Paris, Librairie de l’art indépendant, (avril) 1891
1 vol. (110 x 165 mm) de 288 p. et 1 f. Broché, chemise et étui de Pierre-Lucien Martin.
Précieux exemplaire offert à Madeleine Rondeaux, sa cousine germaine avant qu’elle ne devienne son épouse.
Édition originale dans le commerce.
Un des 20 premiers exemplaires sur chine, justifié : « O » et dédicacé « à Madeleine ».
« Ce livre se dressait devant moi et fermait ma vue, au point que je ne supposais pas que je pusse jamais passer outre. Je ne parvenais pas à le considérer comme le premier de ma carrière, mais comme un livre unique, et je n’imaginais rien au-delà ; il me semblait qu’il devait consumer ma substance. » (Si le grain ne meurt).
Gide fréquente Madeleine, de trois ans sa cadette, dès l’enfance, à Cuverville, la demeure de son oncle maternel, Émile Rondeaux, dont elle héritera en 1890. Il a vingt ans et veut persuader sa cousine de l’épouser, ce qu’elle refusa d’abord.
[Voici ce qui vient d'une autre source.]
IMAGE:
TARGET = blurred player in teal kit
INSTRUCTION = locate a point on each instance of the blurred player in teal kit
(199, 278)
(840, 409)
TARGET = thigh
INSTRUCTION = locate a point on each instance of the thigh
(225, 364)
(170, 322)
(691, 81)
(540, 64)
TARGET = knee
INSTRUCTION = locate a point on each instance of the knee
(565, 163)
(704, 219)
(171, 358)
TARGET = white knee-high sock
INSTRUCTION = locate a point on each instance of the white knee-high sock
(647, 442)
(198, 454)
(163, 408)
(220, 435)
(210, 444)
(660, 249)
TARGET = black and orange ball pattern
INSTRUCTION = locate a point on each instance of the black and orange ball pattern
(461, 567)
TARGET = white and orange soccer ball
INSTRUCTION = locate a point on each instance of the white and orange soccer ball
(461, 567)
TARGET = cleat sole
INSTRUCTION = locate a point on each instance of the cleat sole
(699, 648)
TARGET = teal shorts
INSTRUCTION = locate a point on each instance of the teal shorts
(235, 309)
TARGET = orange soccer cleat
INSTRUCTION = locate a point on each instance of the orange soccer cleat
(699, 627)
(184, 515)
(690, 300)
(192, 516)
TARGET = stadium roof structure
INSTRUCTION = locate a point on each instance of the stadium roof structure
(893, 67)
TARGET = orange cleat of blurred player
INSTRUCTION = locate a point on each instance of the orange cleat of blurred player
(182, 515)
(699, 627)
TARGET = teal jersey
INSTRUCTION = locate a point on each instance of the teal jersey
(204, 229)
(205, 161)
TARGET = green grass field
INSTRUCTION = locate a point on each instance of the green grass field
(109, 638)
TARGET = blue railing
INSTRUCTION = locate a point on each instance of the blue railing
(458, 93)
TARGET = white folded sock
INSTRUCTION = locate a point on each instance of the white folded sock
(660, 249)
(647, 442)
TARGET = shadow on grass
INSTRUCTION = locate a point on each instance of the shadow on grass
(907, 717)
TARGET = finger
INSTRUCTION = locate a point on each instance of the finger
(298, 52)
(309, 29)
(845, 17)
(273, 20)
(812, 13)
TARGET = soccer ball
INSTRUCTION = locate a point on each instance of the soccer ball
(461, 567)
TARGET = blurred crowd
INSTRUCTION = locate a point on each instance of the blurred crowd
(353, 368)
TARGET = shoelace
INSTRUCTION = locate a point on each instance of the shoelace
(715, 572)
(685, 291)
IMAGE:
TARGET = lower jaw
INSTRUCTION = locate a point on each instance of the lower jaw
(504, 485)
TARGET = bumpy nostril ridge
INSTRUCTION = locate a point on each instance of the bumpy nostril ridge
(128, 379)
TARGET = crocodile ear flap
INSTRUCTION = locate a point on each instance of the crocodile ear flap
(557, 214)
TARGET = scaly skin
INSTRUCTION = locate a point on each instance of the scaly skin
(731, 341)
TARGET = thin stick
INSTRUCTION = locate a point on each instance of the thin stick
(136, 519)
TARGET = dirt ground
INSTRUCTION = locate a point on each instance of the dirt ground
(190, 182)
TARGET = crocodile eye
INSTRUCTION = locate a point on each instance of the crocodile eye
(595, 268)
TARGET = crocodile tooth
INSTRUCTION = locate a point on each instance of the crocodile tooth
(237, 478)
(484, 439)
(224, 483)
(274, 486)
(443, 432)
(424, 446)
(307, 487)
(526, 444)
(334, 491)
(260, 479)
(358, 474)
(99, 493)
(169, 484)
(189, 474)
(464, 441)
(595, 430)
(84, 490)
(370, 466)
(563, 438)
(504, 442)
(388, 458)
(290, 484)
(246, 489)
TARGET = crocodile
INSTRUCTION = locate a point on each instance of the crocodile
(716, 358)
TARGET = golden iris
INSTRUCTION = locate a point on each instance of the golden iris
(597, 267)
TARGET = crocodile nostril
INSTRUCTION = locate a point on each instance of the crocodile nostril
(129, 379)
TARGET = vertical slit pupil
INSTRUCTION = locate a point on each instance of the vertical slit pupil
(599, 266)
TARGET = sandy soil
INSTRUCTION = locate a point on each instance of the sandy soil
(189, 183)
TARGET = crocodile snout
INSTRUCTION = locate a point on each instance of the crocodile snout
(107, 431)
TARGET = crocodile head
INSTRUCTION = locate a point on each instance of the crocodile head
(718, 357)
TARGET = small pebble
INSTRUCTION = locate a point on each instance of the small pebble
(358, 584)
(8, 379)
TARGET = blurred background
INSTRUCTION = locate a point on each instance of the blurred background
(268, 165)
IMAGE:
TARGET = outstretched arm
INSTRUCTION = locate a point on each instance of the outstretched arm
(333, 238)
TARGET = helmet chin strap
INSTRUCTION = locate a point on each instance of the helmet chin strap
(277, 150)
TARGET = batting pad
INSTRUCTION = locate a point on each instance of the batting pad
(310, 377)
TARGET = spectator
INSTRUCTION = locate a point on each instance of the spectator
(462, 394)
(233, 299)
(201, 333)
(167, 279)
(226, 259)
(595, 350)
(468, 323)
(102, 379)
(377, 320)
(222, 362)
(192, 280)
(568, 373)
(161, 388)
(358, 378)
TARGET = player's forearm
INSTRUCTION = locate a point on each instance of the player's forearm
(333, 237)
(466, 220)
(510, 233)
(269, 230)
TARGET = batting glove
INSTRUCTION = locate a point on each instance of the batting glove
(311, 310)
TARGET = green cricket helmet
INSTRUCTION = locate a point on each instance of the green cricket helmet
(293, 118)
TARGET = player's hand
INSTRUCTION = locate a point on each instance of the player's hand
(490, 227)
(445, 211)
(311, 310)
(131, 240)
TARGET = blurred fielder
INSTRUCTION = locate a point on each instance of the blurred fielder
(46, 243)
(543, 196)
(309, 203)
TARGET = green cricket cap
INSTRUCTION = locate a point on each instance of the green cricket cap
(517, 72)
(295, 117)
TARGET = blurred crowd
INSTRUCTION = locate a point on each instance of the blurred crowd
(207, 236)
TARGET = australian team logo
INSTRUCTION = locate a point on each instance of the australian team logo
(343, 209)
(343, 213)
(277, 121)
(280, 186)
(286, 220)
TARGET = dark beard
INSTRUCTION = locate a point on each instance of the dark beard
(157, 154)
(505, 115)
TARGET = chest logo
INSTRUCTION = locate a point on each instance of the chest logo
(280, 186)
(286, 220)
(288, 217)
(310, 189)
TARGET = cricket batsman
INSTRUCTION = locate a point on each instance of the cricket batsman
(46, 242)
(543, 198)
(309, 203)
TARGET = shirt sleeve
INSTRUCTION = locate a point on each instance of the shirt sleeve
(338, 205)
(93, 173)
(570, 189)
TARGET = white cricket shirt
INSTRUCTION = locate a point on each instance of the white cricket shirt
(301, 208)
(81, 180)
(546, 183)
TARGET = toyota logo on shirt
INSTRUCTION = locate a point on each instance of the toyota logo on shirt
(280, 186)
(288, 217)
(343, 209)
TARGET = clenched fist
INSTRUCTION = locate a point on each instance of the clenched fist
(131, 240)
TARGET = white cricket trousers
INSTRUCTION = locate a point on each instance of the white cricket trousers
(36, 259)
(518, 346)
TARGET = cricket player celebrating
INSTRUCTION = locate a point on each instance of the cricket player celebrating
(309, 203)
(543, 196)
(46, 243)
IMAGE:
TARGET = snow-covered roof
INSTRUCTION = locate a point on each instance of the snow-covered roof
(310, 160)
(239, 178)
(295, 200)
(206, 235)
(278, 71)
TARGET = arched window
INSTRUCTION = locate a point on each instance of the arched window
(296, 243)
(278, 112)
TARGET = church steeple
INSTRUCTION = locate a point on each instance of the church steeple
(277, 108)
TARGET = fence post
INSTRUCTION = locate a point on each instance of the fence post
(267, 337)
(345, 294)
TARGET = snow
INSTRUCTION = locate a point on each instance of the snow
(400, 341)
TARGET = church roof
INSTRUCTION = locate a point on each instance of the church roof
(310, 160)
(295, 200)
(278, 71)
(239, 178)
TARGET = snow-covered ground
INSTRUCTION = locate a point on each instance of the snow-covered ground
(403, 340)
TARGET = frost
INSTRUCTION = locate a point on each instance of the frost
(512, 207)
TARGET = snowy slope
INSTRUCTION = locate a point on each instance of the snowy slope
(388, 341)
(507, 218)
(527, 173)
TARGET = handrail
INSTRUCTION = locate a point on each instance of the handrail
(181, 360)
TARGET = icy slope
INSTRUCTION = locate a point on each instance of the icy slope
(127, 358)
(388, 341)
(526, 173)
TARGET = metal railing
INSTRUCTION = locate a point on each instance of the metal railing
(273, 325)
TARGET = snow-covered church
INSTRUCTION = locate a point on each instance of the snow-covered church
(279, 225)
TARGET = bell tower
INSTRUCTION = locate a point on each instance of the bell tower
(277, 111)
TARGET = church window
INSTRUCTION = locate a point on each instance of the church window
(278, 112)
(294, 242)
Leur affection est réelle, mais sans désir. Gide insiste et, pour concrétiser ces « éternelles fiançailles » évoquées dans La Porte étroite et convaincre Madeleine, écrit cette confession à peine déguisée. André Walter, héros chaste et pur, aime sa cousine Emmanuelle, mais résiste victorieusement aux assauts de la chair. Gide et Madeleine se marieront en octobre 1895 ; Gide décrira dans L’Immoraliste la cérémonie religieuse au temple d’Étretat.
Les exemplaires brochés, avec la couverture d’origine sur vélin, sont particulièrement rares. Piqûres éparses, marginales, et restaurations anciennes à la couverture.